Wer auf zwei Rädern motorisiert unter 50 Kubikzentimeter unterwegs ist, benötigt ein Versicherungskennzeichen. Ab dem 1. März 2022 dürfen die insgesamt rund 2,1 Millionen Mofas, Mopeds, Roller, E-Scooter und anderen Fahrzeuge mit Versicherungskennzeichen in Deutschland nur noch mit grünen Nummernschildern unterwegs sein. Darauf hat der Gesamtverbands der Deutschen Versicherungswirtschaft (GDV) hingewiesen.

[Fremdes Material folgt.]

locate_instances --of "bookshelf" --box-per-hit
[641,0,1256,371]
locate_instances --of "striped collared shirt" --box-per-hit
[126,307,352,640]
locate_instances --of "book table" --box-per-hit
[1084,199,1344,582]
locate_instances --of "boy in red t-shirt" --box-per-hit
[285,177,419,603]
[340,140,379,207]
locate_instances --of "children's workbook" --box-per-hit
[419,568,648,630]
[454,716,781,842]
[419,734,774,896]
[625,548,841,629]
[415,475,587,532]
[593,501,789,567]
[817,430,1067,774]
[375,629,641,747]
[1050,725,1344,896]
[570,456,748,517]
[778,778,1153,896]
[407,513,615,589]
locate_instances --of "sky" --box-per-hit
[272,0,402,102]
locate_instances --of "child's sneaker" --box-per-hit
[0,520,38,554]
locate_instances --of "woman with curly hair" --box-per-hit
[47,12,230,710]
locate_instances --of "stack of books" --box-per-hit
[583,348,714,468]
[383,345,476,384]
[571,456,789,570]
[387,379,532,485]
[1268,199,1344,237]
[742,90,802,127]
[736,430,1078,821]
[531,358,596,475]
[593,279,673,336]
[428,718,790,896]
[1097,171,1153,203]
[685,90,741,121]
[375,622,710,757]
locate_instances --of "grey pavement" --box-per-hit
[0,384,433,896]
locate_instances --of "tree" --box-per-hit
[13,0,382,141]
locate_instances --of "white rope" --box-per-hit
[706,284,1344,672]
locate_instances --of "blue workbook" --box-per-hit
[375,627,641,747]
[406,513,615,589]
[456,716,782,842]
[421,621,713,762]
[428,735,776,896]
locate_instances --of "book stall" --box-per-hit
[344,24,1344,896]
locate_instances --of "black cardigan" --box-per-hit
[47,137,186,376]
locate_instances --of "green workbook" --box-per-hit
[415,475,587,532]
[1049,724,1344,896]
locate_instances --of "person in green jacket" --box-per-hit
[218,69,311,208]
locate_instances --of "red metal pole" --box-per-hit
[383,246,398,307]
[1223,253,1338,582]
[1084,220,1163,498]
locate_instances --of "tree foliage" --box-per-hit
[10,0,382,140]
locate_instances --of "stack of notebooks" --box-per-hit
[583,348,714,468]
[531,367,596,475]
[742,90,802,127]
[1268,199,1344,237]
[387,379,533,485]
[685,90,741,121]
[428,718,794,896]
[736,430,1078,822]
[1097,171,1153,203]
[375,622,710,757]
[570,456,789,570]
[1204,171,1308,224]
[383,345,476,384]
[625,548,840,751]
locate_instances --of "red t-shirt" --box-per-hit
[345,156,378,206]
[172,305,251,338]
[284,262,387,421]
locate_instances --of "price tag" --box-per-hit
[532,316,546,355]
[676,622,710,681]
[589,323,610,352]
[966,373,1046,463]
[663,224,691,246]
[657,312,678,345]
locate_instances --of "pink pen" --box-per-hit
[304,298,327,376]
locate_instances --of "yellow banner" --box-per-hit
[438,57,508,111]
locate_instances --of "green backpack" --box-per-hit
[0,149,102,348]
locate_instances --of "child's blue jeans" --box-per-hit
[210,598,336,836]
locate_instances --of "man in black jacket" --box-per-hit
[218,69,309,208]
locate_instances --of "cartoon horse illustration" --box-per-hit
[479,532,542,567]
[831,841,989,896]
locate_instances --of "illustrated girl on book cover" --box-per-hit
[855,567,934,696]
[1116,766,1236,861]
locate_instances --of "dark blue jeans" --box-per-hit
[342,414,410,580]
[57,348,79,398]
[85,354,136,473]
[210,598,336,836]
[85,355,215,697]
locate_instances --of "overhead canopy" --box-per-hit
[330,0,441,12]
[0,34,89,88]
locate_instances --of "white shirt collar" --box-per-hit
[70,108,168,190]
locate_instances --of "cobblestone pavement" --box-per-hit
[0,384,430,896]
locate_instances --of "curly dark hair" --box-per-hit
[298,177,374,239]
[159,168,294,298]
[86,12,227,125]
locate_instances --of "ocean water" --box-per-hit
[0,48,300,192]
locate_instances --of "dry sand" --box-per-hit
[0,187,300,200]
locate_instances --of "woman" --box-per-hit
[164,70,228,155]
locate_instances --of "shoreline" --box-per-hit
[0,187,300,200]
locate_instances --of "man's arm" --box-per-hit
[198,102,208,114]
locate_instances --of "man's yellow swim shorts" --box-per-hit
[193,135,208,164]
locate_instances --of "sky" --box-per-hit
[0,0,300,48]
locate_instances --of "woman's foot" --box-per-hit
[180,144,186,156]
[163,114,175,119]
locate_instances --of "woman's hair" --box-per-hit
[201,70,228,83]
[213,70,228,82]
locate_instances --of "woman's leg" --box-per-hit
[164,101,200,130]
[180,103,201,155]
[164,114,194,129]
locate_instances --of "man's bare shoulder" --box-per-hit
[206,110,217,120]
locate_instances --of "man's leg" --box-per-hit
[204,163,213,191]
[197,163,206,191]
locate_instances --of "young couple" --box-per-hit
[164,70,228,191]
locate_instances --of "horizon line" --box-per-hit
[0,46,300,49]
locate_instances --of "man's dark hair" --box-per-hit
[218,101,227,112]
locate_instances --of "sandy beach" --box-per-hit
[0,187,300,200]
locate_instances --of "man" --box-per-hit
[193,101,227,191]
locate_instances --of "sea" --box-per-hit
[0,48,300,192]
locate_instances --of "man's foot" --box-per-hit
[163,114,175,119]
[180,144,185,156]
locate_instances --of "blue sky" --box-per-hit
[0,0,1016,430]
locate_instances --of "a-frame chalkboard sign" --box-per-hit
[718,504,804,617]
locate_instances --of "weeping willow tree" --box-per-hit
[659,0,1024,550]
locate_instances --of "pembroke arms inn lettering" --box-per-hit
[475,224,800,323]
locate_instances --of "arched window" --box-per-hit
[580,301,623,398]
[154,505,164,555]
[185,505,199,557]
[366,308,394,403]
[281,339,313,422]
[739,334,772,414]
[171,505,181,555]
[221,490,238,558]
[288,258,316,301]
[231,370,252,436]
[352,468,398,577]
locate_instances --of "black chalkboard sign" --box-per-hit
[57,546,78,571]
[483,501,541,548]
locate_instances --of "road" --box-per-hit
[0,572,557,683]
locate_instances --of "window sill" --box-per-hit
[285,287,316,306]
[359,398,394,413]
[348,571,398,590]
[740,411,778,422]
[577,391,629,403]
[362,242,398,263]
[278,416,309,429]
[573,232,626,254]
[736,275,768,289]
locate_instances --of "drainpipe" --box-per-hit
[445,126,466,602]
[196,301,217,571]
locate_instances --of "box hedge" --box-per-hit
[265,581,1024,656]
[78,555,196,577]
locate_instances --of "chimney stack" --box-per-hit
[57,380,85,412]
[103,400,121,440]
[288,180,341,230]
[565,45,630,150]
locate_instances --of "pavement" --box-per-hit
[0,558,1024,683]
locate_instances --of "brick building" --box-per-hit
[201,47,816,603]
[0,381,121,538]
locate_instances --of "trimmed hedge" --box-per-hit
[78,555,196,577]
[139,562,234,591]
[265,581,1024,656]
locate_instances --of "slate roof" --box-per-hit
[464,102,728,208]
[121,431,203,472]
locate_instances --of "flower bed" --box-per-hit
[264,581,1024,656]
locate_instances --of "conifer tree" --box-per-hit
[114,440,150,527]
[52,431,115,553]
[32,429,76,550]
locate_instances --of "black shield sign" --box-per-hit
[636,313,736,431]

Die blauen Nummernschilder verlieren an diesem Stichtag ihre Gültigkeit. Wer mit ihnen weiterfährt, hat keinen Versicherungsschutz mehr, macht sich strafbar und muss die entstehenden Schäden aus eigener Tasche zahlen. Die jeweils gültigen Kennzeichen sind direkt bei den Versicherungen erhältlich.

Das Versicherungskennzeichen mit den Maßen 13,0 x 10,1 Zentimeter brauchen folgende Fahrzeuge:

- Kleinkrafträder wie Mofas und Mopeds, die nicht mehr als 50 Kubikzentimeter Hubraum haben und nicht schneller als 45 km/h fahren

- Elektrofahrräder mit einer Tretunterstützung bei Geschwindigkeiten über 25 km/h oder einer tretunabhängigen Motorunterstützung über 6 km/h bis max. 45 km/h

- Quads und Trikes mit einer Höchstgeschwindigkeit von maximal 45 km/h und einem Hubraum von maximal 50 Kubikzentimetern

- E-Roller, die über eine Betriebserlaubnis verfügen und maximal 45 Stundenkilometer schnell sind.

- Motorisierte Krankenfahrstühle

- Mofas und Mopeds aus DDR-Produktion mit einer Höchstgeschwindigkeit bis 60 km/h, die bereits vor dem 1. März 1992 versichert waren.

Diese Fahrzeuge brauchen die Versicherungsplakette mit den Maßen 6,7x5,5 cm:

- E-Scooter oder Segways, für die eine Betriebserlaubnis entsprechend der am 15. Juni 2019 in Kraft getretenen Elektrokleinstfahrzeuge-Verordnung erteilt wurde.

Wie hoch liegt der Preis für ein Versicherungskennzeichen? Die Beitragskosten unterscheiden sich je nach Anbieter. Inklusive Kfz-Haftpflichtschutz kostet das Nummernschild in der Regel jedoch deutlich unter 100 Euro im Jahr. Optional kann beispielsweise auch eine Teilkaskoversicherung mit abgeschlossen werden.